Considering the increasing prevalence of Type 2 diabetes mellitus and a lack of efficient treatment, there is a growing interest on the research of natural bioactive compounds. Salvia fruticosa (greek sage) is a medicinal plant to which antidiabetic properties have been attributed [1, 2] and previous results confirmed an effect on control of blood glucose in rats. The aim of this work was to study the antidiabetic effects of sage tea drinking at the levels of intestinal epithelium and insulin secretion in normal and streptozotocin (STZ)-induced diabetic rats. Sage tea was given ad libitum, instead of water, for 14 days to the treated animals. SGLT1 (Na⁺/glucose cotransporter 1) and GLUT2 (facilitative glucose transporter 2) expression in enterocytes were evaluated by Western blotting. Effects on glucagon-like peptide 1 (GLP1) and islet regeneration (β cell insulin expression) were assessed by immunohistochemistry. Glucose and insulin were measured in the plasma. An increase in the expression of SGLT1 in brush-border membrane (BBM) (P<0.001) and GLUT2 in crude homogenates (P=0.027) was observed in diabetic animals. Sage tea only decreased SGLT1 expression by 63% (P=0.008). Fasting plasma glucose levels stabilized in tea STZ-diabetic rats when compared to water controls. A slightly increase in plasma insulin of sage tea drinking diabetic rats was observed (P>0.05), accompanied by an increase in the intensity of insulin signal from β cells compared with diabetic control rats (P=0.012). GLP1 immunoreactive cells were fewer in number in diabetic compared with normal animals (P=0.002), although GLP1 intensity was higher (P=0.035). No effects of tea were detected. Salvia fruticosa tea seems to be beneficial on a diabetic condition, where an increased intestinal transport capacity exacerbates hyperglycaemia, mainly by reducing the SGLT1 expression in BBM.

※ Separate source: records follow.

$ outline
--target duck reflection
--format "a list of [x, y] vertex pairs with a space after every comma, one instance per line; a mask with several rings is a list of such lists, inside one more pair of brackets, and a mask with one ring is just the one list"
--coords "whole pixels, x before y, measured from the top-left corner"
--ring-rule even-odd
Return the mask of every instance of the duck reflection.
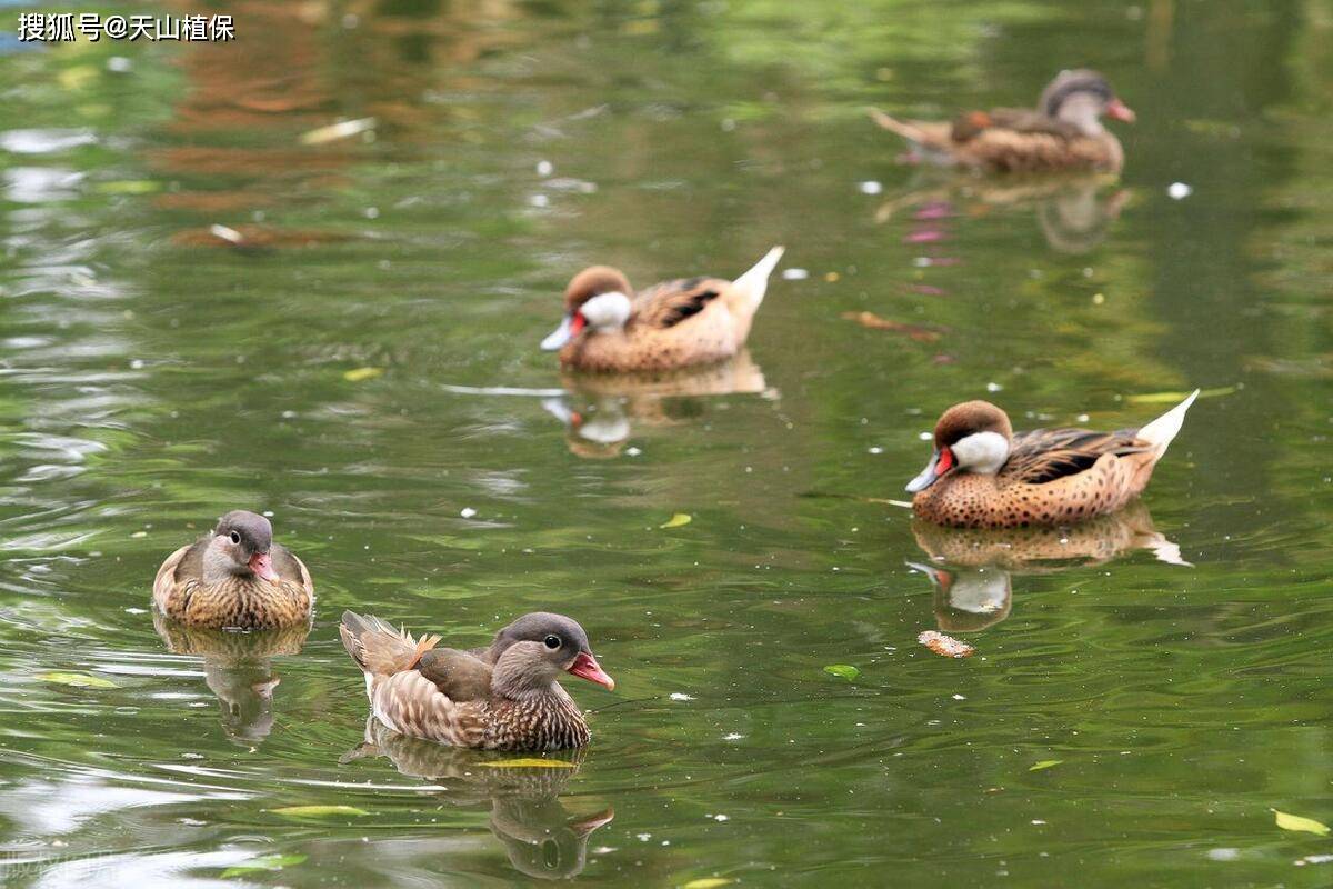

Acknowledgements: MFA and CFL are supported by FCT grants: SFRH/BD/12527/2003 and SFRH/BPD/26316/2006, respectively. This work was supported by FCT research grant POCI/AGR/62040/2004.

References: [1] Alarcon-Aguilar, F.J. et al. (2002), Phytother. Res., 16: 383–6. [2] Perfumi M, et al. (1991), J Ethnopharmacol., 34: 135–140.